Every evening at 9 p.m., a soft "ping" sounds on my phone. It is a reminder to jot down a list of things I am grateful for that day. This is a chance for me to think back on the past 24 hours, and reflect on the fact that there were bright spots and happy moments, even on those days when time seemed to stretch on slowly and painfully, without any color or cheer to break the monotony of the lockdown.
The practice of offering gratitude, or "gratitude journaling," is not new. But to me it was one of the most important discoveries of the initial months of the pandemic, when I was shut at home in a new country, having recently moved from India to Malaysia. Just a few days ago, when I finished my short list of things to be thankful for, Presently -- the phone app I use -- popped up the message that I had completed 250 days of gratitude.
In the past, I had tried and tested several wellness programs, and have rarely (who am I kidding, I mean never) stuck to anything for more than six months without a break. So, what made this possible? The simplest explanation was that as soon as I heard the alarm, I could simply reach out for my phone -- which is always near at hand -- and type in my thoughts. I didn't need to move anywhere to find my journal and a pen, a process I have tried and given up rather quickly in the past.
Making the effort to offer up thanks for the small blessings and joys of life during this universally dark and dismal time has forced me to concede that my life itself is a blessing. And that, in turn, has boosted my mental health in a way that few other things have been able to achieve. Talking to friends living in different countries, I have also come to realize that I am not alone in feeling this way.
Indeed, in many ways, being forced to move my wellness regimen online because of the pandemic lockdown and the ensuing social isolation and mental stress has been a saving grace. Not just for me, but for people all around the world. From dealing with loneliness to suicide prevention, from habit trackers that support de-addiction efforts to guided meditations that help in relaxation, there seems to be an app for everything.
Dr. Dayal Mirchandani, a psychiatrist from Pune, India, says that some of these apps provide a temporary respite to people who cannot physically visit a doctor (or other wellness professional). "There are also apps that you can use to track your moods or record your emotions, which let you get in touch with your real feelings and identify activities or situations that make you feel better," he says.
Given the unprecedented increase in the use of such online mental wellness apps, the American Psychiatric Association has made an attempt to assess the most popular ones and offer guidelines to potential users. While meditation guides like Headspace have been around for a few years, others like the brand new QuarantineChat (which connects people quarantining alone) and the older Replika (which uses chatbots and artificial intelligence to allow people to talk and be heard without judgement) have seen an exponential surge in downloads all over the world. The APA has also stressed the need to use such apps with caution, and remember that they are not complete substitutes for expert help.
The wellness apps trend is not restricted to mental and emotional health, with physical fitness also looming large at a time when even going out for a run or practicing group yoga seems laden with danger. Once again, it is YouTube and mobile apps to the rescue.
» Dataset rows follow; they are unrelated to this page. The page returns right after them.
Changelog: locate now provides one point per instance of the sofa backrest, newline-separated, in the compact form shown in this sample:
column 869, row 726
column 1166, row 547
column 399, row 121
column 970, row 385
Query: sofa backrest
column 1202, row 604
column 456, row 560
In India, for instance, recent start-ups like Fittr and StepSetGo, which offer personalized fitness training programs and gamified versions of step counts respectively, are attracting thousands of new users every week. A study by Tokyo-based GMO Research in October showed that dependence on mobile wellness apps is rising fast in many Asian countries, furthered by the pandemic.
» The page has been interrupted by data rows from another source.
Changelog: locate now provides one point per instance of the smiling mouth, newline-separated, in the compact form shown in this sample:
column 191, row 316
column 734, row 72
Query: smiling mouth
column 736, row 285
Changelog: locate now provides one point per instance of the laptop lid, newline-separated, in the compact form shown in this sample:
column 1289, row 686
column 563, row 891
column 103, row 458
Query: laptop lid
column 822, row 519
Personally, I have chosen to hedge my bets for my regular yoga practice, working with an experienced teacher online twice a week, and tuning into YouTube's favorite yoga stars for a change every now and then. Obviously, this is not the same as being in front of a teacher, or in a studio with others who share the same passion, but it works for me, for now. Indeed, according to Mirchandani, many of these apps help by keeping people occupied or distracted, giving them a semblance of control over their lives. In that way, they allow wellness routines -- whether physical or mental -- to continue without interruption, while we wait for the world to right itself.